SAN FRANCISCO -- A federal judge ruled against Walgreens Wednesday in a lawsuit by the city of San Francisco, accusing the pharmacy giant of contributing to the opioid crisis by filling hundreds of thousands of questionable prescriptions over the span of nearly 15 years.
U.S. District Judge Charles Breyer said in his ruling Walgreens pharmacists filled the prescriptions without having the time, staffing or resources to properly investigate red flags as required by law between 2006 and 2020.
San Francisco sued Walgreens along with several drug manufacturers and distributors, accusing the companies of fueling an opioid overdose and addiction surge that created a public nuisance and failing to prevent the drugs from being diverted for illegal use. The trial began in April and all the defendants except Walgreens reached settlements with the city.
Last month,in cash and overdose reversal drugs as part of a settlement. The amount Walgreens now must pay will be determined in a later trial.
Drug overdose deaths have surged in the country, including in San Francisco. Mayor London Breed declared a state of emergency last year in the Tenderloin neighborhood, saying something had to be done about the high concentration of drug dealers and people consuming drugs out in public.
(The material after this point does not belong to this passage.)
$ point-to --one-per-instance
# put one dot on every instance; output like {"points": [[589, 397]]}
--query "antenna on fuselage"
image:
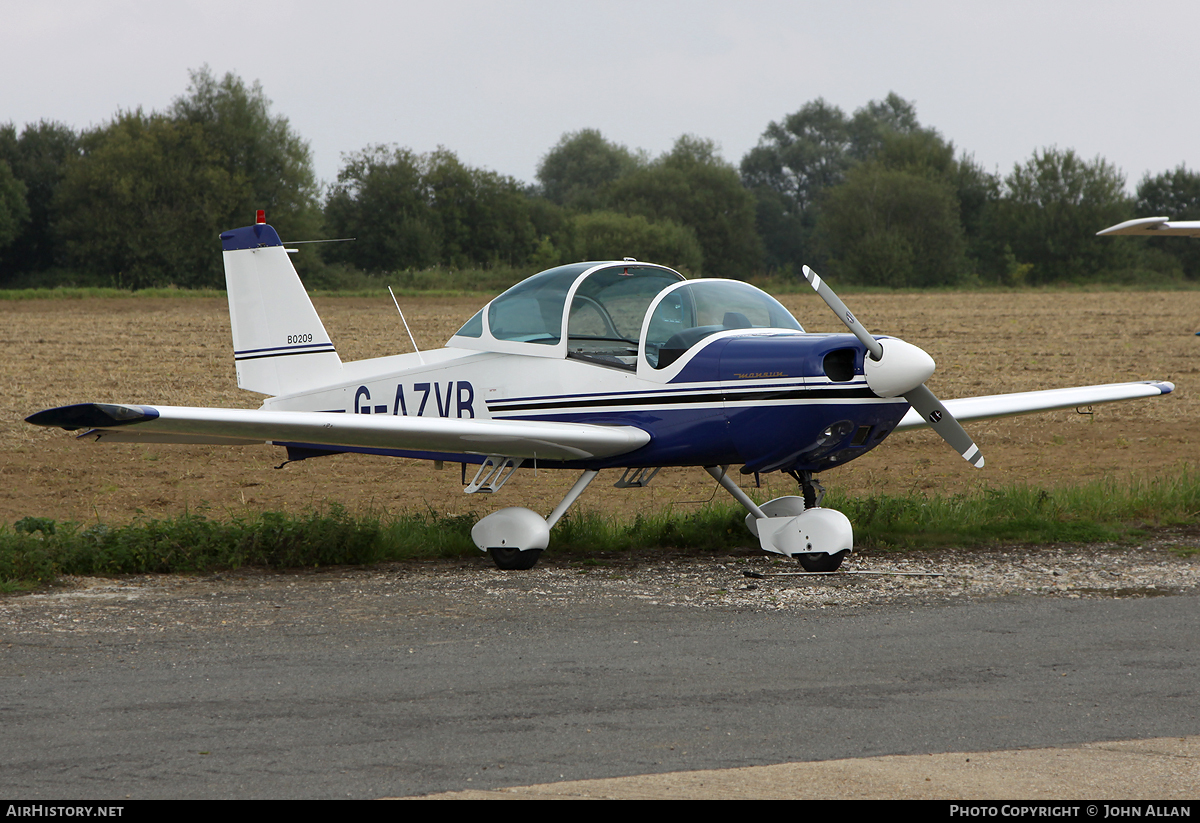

The city attorney's office says San Francisco saw a nearly 500% increase in opioid-related overdose deaths between 2015 and 2020 and that on a typical day, roughly a quarter of visits at the Zuckerberg San Francisco General Hospital Emergency Department are opioid-related.
"This decision gives voice to the thousands of lives lost to the opioid epidemic," said San Francisco City Attorney David Chiu in a prepared statement. "This crisis did not come out of nowhere. It was created by the opioid industry, and local jurisdictions like San Francisco have had to shoulder the burden for far too long. We are grateful the Court heard our arguments and held Walgreens responsible for the damage they caused."
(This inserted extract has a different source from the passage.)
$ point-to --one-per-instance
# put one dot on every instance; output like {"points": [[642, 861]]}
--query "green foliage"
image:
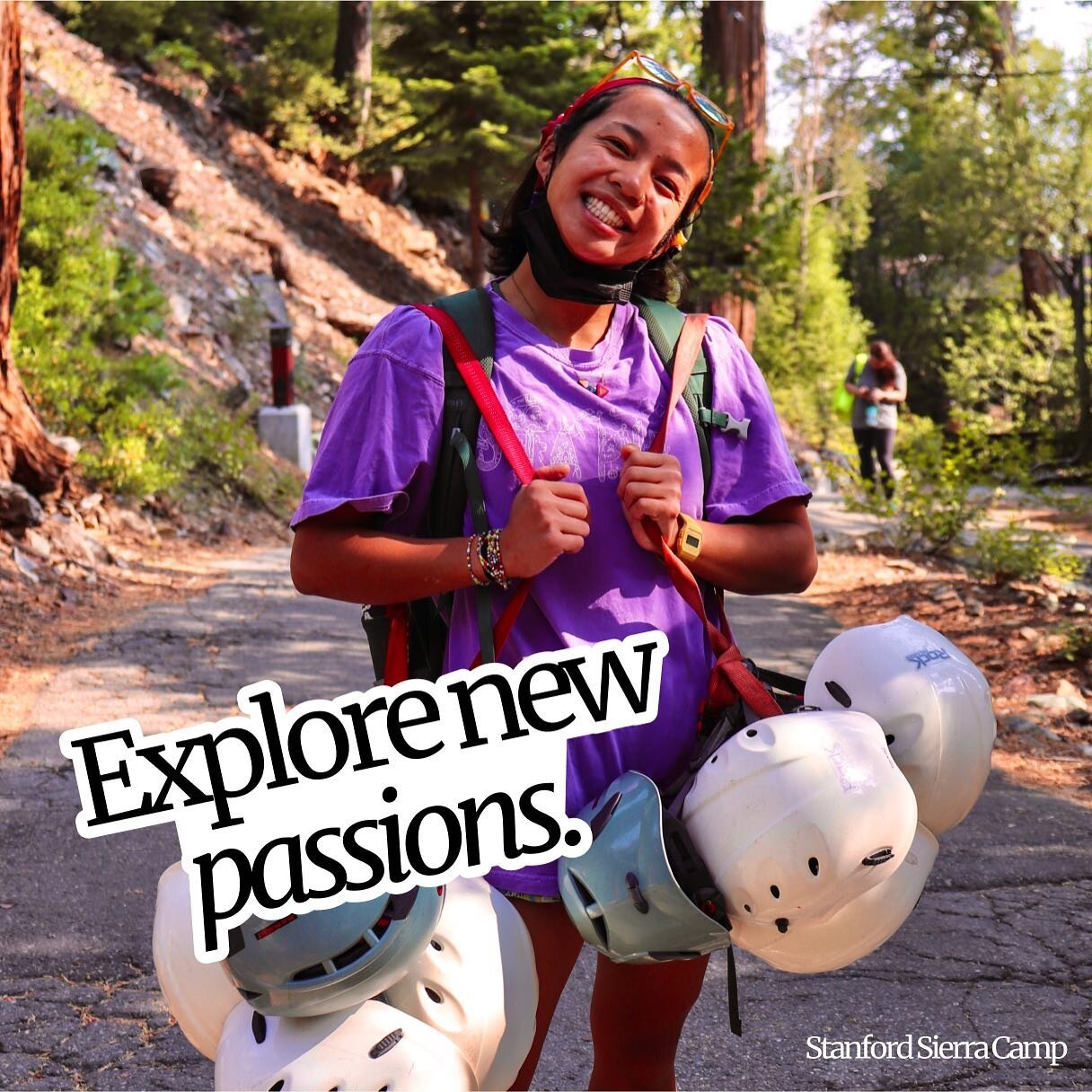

Walgreens told KPIX 5 in a statement that it was disappointed with the outcome of the trial and plans to appeal the decision.
"The facts and the law do not support the court's decision, said Fraser Engerman, Senior Director of External Relations. "As we have said throughout this process, we never manufactured or marketed opioids, nor did we distribute them to the "pill mills" and internet pharmacies that fueled this crisis. We stand behind the professionalism and integrity of our pharmacists, dedicated healthcare professionals who live in the communities they serve. The plaintiff's attempt to resolve the opioid crisis with an unprecedented expansion of public nuisance law is misguided and unsustainable. We look forward to the opportunity to address these issues on appeal."
Earlier this year, a Stanford-Lancet Commission report found the COVID pandemic has exacerbated the opioid problem and called for sweeping reforms, targeting the medical community, the prison system, and better regulation of the pharmaceutical industry.